Dexter Morgan, portrayed by Michael C. Hall, is a forensic blood splatter analyst who works for the fictitious Miami-Metro Police Department. He brings doughnuts to work in the morning and he’s great with the kids. Oh, and he’s a serial killer.
I’m always a little late when it comes to television series, but better late than never. Erika and I currently are on season 2 of the crime horror show Dexter (2006-2013). Each episode follows Dexter Morgan as he tries to find his identity in a classified world. Eventually the viewer is forced to choose whether or not Dexter’s acts are truly that of a vigilante or of just another psycho.

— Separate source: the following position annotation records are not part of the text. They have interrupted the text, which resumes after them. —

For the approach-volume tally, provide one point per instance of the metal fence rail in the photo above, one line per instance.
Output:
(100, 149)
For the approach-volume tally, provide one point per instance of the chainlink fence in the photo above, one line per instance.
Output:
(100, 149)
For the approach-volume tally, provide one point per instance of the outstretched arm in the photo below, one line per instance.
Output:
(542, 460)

Plot details aside, I thought Dexter made an excellent social example.
“The lion cannot protect himself from traps, and the fox cannot defend himself from wolves. One must therefore be a fox to recognize traps, and a lion to frighten wolves.” – Niccolo Machiavelli
When you approach someone, it’s important to get in their shoes. I mean, really get in their shoes. Who are they? What motivates them? What’s their passion? It only takes a few microseconds for someone to tell you zoned out.

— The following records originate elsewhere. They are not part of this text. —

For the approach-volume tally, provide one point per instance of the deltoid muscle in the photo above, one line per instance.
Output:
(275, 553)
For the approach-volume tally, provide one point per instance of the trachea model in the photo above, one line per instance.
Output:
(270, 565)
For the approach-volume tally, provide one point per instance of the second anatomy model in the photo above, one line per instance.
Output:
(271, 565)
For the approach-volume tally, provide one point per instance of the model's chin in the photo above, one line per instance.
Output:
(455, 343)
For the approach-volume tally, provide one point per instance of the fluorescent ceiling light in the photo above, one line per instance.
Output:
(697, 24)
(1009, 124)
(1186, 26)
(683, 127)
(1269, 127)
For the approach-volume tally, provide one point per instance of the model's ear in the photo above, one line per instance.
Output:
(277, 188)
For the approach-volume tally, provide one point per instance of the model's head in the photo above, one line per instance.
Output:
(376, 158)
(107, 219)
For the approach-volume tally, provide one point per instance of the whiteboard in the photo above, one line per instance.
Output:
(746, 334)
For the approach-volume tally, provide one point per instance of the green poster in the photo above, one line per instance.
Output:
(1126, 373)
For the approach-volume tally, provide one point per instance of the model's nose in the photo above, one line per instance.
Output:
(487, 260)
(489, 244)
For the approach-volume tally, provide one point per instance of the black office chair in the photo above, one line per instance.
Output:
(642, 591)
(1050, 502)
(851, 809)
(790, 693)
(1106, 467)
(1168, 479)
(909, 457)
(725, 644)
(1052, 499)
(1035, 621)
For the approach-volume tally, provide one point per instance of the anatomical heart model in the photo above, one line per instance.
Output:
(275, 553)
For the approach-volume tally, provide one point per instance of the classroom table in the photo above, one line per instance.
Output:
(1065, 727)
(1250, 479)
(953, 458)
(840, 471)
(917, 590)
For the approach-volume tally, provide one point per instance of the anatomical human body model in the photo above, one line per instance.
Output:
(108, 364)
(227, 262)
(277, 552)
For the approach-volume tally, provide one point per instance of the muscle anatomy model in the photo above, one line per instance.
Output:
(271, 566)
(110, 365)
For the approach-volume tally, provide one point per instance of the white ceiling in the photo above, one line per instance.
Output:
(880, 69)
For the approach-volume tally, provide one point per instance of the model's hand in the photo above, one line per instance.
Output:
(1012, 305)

Socializing is a craft. Like Dexter Morgan says, a craft takes a lot of time and diligence. Not that I’m saying you should coerce people like Dex, but he’s onto something besides the whole “I’m going to make you repent by killing you” thing. Under the guidance of his father Harry, Dexter learns basic lessons about life. Once he’s reached past the basic level Harry lays out, Dex has to figure out things by himself and learn what they mean in his own way.
Socializing is like that too. You can read all the neat how-to’s, neat tips and tricks that you want, but the truth is you just won’t know how until you actually do it. You’re going to mess up in the beginning and that’s okay. Mistakes are a natural part of how we learn. Sometimes you do or say things and feel embarrassed, but hey, at the end of the day life goes on. For those of us who aren’t particularly social butterflies, those who tend to be more apathetic, socially anxious, and insecure– those feelings of discomfort and uncertainty diminish and eventually fade into the background with practice (I’m currently struggling with public speech and pitching).
When you’re honing your skills, it’s important not to get distracted and focus on the mission, the bigger picture. Once you’ve come out of your shell, resist the urge to shut down. Don’t withdraw back into your own world– that’s too easy. It takes more guts to place yourself in a vulnerable position than to simply be unforgiving. Challenge is what makes us stronger; it builds your character.
Dexter has a lot more at stake than most of us, so his interest lies a lot more in others’ motives and intentions. He puts up performance to protect his facade. As a common person, I think we can learn from his example– but here’s where we have the advantage over Dexter! We can be in touch with our feelings. Lose yourself in a person, a moment, a conversation. Yes, you’ve got your priorities and endless tasks/errands on the to-do list, but for the brief moment that you’re engaged with someone else, it’s like a little break from the ruthless world. You’ll find you have a lot more in common with people than you expect.
While there’s a lot of spoiled and rotten apples out there, you can’t blame its organic-ness. It’s one of those things that sometimes happen over time, or maybe the apple farmer was horrible and never took care of his trees, or maybe you’ll find a new varieties of apples you’ve never heard of before (rotten on the outside, fuji clean on the inside? Who knows). At the end of the day, if you want that crisp, sweet taste of apple lingering in your mouth, it’s a risk worth biting into. I guess it doesn’t hurt to fake it, Dex.